Graham Stringer, a member of the British House of Commons since 1997, cites as an example the 7.5% tariff the European Union imposes on roasted coffee entering the single market. Germany imports nearly 1.5 million metric tons annually, generating duties that exceed Africa’s entire export revenue from green coffee, he explains. The result is that “people who are growing coffee are kept poor and people in the EU are paying higher prices than we need to,” he said. The EU Common Customs Tariff (CCT) applies to many other finished products that could be processed at origin generating revenue in-country.
Stringer, who campaigned to leave the EU, called CCT “the single greatest mechanism for exporting poverty to the third world, with its high tariffs on foodstuffs.” He is pressing for lower tariffs in the aftermath of Brexit.
“One of the areas that I would like the United Kingdom to explore, as we leave the European Union, is our ability to help those countries to be able to export with added value,” he said. “In other words to trade their way out of poverty rather than depending on aid,” Stringer told the London Daily Express.
After China joined the World Trade Organization (WTO) in 2001 the country lowered tariffs on imports from favored nations, including the US. As the trade war with the US escalated, China strategically rolled back tariffs even further with several of America’s commercial rivals. These include Canada, Japan, and Germany. Since last year China has increased tariffs on US imports to an average 20.7% while lowering tariffs from every other trade partner to an average 6.7%, down from an average 8% as recently as 2018, according to the Peterson Institute for International Economics (PIIE).

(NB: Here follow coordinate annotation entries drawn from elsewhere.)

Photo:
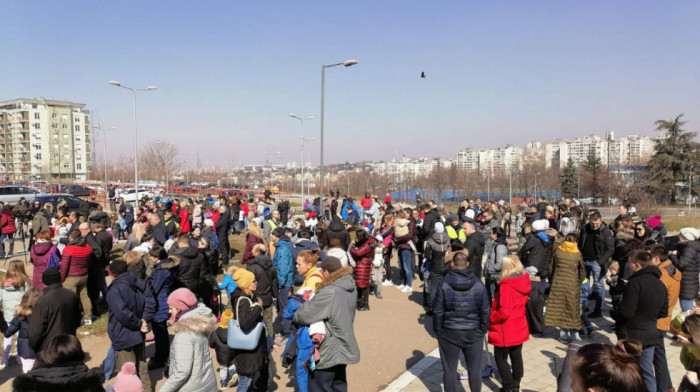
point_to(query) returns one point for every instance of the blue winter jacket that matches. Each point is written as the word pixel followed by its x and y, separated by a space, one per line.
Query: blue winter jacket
pixel 159 286
pixel 461 303
pixel 284 262
pixel 126 299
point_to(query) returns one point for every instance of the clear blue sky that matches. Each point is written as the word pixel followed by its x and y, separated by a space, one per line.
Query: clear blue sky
pixel 229 72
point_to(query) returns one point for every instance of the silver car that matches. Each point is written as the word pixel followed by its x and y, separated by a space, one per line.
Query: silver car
pixel 12 193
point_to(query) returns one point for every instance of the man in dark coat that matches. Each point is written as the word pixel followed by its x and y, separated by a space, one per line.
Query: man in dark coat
pixel 126 327
pixel 597 245
pixel 56 313
pixel 644 302
pixel 475 245
pixel 460 322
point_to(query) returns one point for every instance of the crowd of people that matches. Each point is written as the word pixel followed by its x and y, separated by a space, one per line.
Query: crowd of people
pixel 293 291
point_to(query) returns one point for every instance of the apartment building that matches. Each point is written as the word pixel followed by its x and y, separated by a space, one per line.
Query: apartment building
pixel 44 139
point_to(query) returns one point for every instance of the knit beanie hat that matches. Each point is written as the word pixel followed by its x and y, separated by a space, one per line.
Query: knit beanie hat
pixel 51 276
pixel 439 227
pixel 243 278
pixel 225 317
pixel 182 299
pixel 127 380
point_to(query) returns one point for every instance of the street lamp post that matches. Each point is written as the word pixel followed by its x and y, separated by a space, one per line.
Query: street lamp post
pixel 301 136
pixel 136 140
pixel 346 63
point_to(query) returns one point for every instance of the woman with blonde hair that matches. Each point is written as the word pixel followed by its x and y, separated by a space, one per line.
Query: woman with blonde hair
pixel 508 328
pixel 254 237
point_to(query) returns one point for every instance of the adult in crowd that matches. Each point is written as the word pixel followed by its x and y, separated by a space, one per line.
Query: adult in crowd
pixel 597 246
pixel 60 366
pixel 687 250
pixel 56 313
pixel 335 304
pixel 508 324
pixel 644 302
pixel 460 322
pixel 40 254
pixel 567 274
pixel 75 264
pixel 191 367
pixel 126 300
pixel 474 245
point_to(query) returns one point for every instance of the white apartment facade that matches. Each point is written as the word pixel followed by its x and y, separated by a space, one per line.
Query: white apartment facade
pixel 44 139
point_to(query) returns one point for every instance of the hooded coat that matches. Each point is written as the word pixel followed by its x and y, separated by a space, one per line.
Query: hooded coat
pixel 191 368
pixel 40 258
pixel 71 376
pixel 435 250
pixel 335 230
pixel 507 322
pixel 266 276
pixel 335 303
pixel 126 298
pixel 568 272
pixel 363 256
pixel 461 303
pixel 191 270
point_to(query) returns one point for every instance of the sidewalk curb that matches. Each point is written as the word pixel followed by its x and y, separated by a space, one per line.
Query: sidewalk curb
pixel 416 370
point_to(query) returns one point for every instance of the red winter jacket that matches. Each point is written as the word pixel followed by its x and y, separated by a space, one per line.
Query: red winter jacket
pixel 507 322
pixel 75 260
pixel 363 258
pixel 7 222
pixel 184 220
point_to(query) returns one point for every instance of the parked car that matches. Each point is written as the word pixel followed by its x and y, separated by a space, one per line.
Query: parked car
pixel 73 202
pixel 76 190
pixel 12 193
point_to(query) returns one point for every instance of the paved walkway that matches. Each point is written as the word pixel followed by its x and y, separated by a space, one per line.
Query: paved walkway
pixel 543 358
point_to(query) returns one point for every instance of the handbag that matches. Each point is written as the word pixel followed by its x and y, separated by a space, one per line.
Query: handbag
pixel 239 339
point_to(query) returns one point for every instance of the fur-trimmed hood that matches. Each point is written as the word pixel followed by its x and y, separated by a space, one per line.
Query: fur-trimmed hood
pixel 336 278
pixel 199 320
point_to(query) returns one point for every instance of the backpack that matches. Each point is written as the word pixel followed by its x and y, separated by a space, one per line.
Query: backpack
pixel 54 261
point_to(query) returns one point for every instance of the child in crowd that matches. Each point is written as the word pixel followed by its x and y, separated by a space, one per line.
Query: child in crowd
pixel 224 355
pixel 126 380
pixel 11 294
pixel 20 325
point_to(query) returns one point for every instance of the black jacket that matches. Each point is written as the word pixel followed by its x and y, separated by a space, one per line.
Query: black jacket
pixel 126 298
pixel 266 276
pixel 475 245
pixel 56 313
pixel 536 253
pixel 71 376
pixel 461 303
pixel 687 261
pixel 644 302
pixel 192 269
pixel 335 230
pixel 604 245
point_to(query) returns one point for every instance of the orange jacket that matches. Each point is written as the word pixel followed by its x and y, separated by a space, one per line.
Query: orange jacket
pixel 673 287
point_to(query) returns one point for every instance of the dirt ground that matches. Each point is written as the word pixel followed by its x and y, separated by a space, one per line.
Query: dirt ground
pixel 392 336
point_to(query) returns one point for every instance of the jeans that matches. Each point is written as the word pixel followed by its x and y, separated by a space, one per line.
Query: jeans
pixel 663 376
pixel 282 325
pixel 406 264
pixel 510 377
pixel 451 342
pixel 109 364
pixel 646 362
pixel 599 287
pixel 333 379
pixel 686 304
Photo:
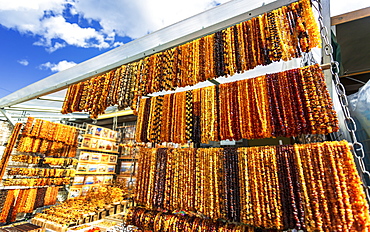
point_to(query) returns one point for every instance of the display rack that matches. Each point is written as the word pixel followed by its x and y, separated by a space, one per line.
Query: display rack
pixel 97 160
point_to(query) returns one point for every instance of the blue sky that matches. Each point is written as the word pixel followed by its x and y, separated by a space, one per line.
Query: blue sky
pixel 41 37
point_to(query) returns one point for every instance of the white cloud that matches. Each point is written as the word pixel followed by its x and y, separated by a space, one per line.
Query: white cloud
pixel 137 18
pixel 338 7
pixel 23 62
pixel 62 65
pixel 44 18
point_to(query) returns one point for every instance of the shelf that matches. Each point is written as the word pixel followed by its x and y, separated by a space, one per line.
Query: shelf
pixel 94 149
pixel 91 185
pixel 95 173
pixel 99 137
pixel 125 175
pixel 128 157
pixel 96 162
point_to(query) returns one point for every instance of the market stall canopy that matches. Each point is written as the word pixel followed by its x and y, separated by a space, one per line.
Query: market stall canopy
pixel 44 98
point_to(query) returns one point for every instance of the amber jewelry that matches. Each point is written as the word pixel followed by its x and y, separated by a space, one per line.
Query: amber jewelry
pixel 9 202
pixel 189 115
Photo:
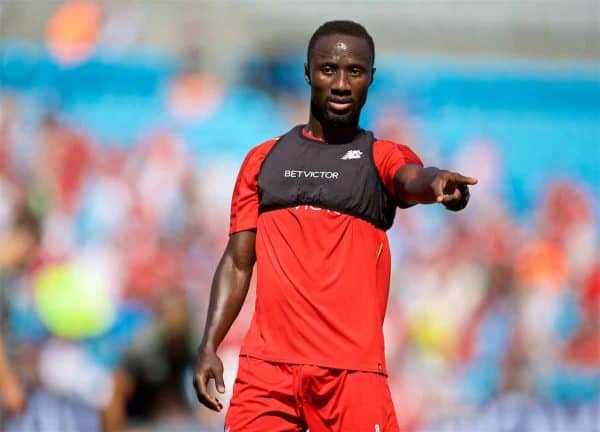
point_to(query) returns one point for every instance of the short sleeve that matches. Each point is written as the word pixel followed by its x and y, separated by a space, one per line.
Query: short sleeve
pixel 389 157
pixel 244 201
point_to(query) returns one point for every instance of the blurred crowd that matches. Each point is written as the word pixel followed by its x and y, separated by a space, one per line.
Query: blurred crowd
pixel 107 252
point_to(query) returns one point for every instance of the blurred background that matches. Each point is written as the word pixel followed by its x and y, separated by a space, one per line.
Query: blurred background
pixel 122 127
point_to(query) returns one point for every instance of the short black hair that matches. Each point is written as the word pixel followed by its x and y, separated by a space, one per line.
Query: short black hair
pixel 349 28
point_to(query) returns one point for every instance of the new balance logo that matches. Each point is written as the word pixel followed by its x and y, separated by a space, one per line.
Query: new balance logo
pixel 352 154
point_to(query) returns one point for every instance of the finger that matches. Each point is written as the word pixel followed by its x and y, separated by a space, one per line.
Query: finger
pixel 453 196
pixel 438 190
pixel 220 384
pixel 461 179
pixel 203 395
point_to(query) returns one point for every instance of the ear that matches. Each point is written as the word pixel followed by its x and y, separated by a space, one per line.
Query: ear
pixel 306 73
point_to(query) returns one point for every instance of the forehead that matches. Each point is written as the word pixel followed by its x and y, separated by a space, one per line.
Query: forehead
pixel 339 47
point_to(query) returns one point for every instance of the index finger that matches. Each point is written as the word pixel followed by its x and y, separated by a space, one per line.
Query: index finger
pixel 204 397
pixel 461 179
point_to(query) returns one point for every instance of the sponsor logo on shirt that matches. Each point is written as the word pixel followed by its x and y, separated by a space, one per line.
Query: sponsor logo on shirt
pixel 331 175
pixel 352 154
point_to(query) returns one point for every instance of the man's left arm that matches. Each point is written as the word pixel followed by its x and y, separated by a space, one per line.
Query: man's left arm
pixel 417 185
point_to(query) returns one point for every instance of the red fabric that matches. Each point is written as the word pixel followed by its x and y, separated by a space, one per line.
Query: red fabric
pixel 322 277
pixel 283 397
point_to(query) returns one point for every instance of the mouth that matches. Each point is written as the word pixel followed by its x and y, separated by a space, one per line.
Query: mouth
pixel 339 105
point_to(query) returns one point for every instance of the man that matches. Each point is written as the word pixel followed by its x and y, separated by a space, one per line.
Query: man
pixel 311 209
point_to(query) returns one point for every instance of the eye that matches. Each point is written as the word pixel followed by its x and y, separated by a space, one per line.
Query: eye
pixel 327 69
pixel 356 71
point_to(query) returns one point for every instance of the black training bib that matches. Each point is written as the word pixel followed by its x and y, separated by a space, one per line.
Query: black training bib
pixel 341 177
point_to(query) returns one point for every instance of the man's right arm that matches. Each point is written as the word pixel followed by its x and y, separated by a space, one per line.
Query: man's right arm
pixel 229 288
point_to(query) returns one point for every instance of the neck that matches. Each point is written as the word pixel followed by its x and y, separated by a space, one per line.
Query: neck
pixel 330 133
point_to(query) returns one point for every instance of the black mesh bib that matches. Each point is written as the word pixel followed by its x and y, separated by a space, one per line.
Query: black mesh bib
pixel 341 177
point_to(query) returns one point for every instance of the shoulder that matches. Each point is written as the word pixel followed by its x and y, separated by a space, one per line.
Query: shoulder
pixel 386 149
pixel 257 154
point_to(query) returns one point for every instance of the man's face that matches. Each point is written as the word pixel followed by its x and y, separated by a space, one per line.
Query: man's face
pixel 339 73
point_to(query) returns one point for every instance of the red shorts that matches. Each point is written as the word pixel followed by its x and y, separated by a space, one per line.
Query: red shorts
pixel 282 397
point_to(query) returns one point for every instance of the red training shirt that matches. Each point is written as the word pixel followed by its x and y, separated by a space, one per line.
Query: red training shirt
pixel 322 276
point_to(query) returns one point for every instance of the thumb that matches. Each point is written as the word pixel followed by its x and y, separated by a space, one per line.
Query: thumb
pixel 220 384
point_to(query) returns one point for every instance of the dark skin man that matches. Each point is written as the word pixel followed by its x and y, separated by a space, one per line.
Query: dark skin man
pixel 340 73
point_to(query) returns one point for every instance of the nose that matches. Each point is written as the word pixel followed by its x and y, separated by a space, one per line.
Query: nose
pixel 341 83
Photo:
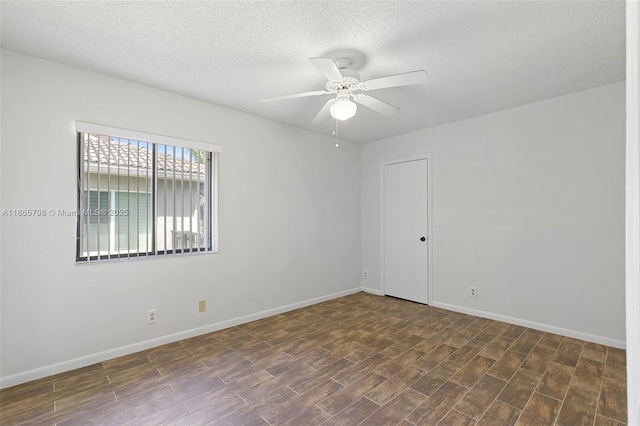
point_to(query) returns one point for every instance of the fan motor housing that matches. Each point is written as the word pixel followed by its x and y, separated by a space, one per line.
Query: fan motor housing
pixel 351 81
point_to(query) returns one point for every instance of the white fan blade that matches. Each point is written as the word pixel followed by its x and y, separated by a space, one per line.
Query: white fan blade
pixel 413 77
pixel 375 104
pixel 296 95
pixel 328 68
pixel 324 113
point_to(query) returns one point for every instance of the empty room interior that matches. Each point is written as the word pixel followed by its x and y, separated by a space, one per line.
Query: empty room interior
pixel 265 213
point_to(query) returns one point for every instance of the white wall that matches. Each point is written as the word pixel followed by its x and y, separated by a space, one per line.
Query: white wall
pixel 531 205
pixel 289 223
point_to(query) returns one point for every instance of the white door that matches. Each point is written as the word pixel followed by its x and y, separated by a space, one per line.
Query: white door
pixel 405 230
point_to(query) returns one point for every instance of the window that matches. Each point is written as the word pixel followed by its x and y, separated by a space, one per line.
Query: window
pixel 142 195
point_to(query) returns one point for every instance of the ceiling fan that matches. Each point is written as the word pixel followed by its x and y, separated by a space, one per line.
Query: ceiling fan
pixel 343 82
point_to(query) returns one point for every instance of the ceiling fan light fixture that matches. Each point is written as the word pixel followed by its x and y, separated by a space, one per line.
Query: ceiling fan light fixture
pixel 343 109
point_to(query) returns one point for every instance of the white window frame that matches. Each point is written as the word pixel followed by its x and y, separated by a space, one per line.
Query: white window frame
pixel 92 128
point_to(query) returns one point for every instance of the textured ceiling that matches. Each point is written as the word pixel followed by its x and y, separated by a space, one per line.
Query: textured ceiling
pixel 480 57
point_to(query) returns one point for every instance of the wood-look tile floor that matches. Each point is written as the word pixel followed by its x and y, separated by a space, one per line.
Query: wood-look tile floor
pixel 360 359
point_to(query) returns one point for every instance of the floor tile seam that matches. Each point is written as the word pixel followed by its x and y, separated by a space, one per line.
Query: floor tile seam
pixel 599 392
pixel 609 418
pixel 495 398
pixel 564 398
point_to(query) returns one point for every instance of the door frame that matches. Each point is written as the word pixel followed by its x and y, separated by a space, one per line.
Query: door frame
pixel 429 235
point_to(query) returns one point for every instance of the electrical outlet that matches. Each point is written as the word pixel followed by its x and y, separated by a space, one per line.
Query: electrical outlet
pixel 151 316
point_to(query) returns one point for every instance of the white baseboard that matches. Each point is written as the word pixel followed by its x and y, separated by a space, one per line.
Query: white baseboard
pixel 372 291
pixel 534 325
pixel 48 370
pixel 84 361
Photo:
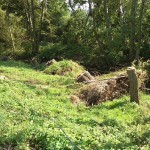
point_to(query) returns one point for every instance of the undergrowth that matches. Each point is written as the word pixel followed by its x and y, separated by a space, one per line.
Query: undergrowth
pixel 35 113
pixel 65 68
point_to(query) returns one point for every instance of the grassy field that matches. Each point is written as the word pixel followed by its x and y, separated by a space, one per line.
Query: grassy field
pixel 36 114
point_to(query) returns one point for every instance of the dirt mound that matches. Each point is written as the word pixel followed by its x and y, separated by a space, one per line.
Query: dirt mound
pixel 100 91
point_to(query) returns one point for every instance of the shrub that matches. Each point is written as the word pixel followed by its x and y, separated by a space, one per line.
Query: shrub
pixel 65 67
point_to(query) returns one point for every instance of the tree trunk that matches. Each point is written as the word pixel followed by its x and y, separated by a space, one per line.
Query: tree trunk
pixel 107 19
pixel 10 31
pixel 100 44
pixel 35 45
pixel 139 31
pixel 133 83
pixel 132 30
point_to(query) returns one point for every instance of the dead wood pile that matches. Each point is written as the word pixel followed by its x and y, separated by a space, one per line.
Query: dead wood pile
pixel 85 77
pixel 100 91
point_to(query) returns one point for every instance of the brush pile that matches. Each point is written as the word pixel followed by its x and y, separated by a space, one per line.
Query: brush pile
pixel 107 89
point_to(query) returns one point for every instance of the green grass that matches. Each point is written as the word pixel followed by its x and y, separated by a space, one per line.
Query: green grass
pixel 35 113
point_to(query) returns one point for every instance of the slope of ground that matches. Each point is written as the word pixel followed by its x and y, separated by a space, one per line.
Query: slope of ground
pixel 35 113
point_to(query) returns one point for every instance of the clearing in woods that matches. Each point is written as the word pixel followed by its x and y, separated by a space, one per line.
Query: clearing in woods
pixel 36 113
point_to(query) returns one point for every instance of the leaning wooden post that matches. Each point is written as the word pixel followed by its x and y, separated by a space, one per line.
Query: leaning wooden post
pixel 133 83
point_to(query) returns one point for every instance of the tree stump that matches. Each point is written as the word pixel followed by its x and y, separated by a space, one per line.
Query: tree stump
pixel 133 83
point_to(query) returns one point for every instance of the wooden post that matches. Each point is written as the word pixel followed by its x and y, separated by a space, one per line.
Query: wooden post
pixel 133 83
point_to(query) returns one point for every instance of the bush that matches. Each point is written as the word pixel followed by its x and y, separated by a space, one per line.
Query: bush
pixel 65 67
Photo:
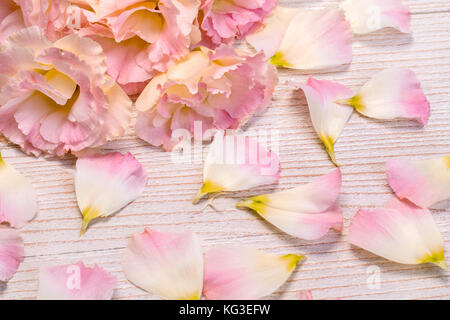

This is going to continue. WTO rules permit tariffs “at or below” the bound tariff rates for trade partners. China cut duties on 1,449 consumer goods in July and on Nov. 1 reduced tariffs on 1,585 industrial products, including chemicals and machines.
“China’s two-pronged response means American companies and workers now are at a considerable cost disadvantage relative to both Chinese firms and firms in third countries,” according to PIIE
Despite the rhetoric, China has acted with restraint, imposing tariffs on only 56.3% of US exports, mainly soybeans, wood, paper, and metals. China did not penalize big-ticket trade in US aircraft, oil, autos, and parts. The 15% tariff on Chinese tea, the first in generations, will not harm China’s tea exports but it has certainly hurt US-based tea companies.
Meanwhile, the US intends to impose duties on all remaining Chinese imports beginning in mid-December.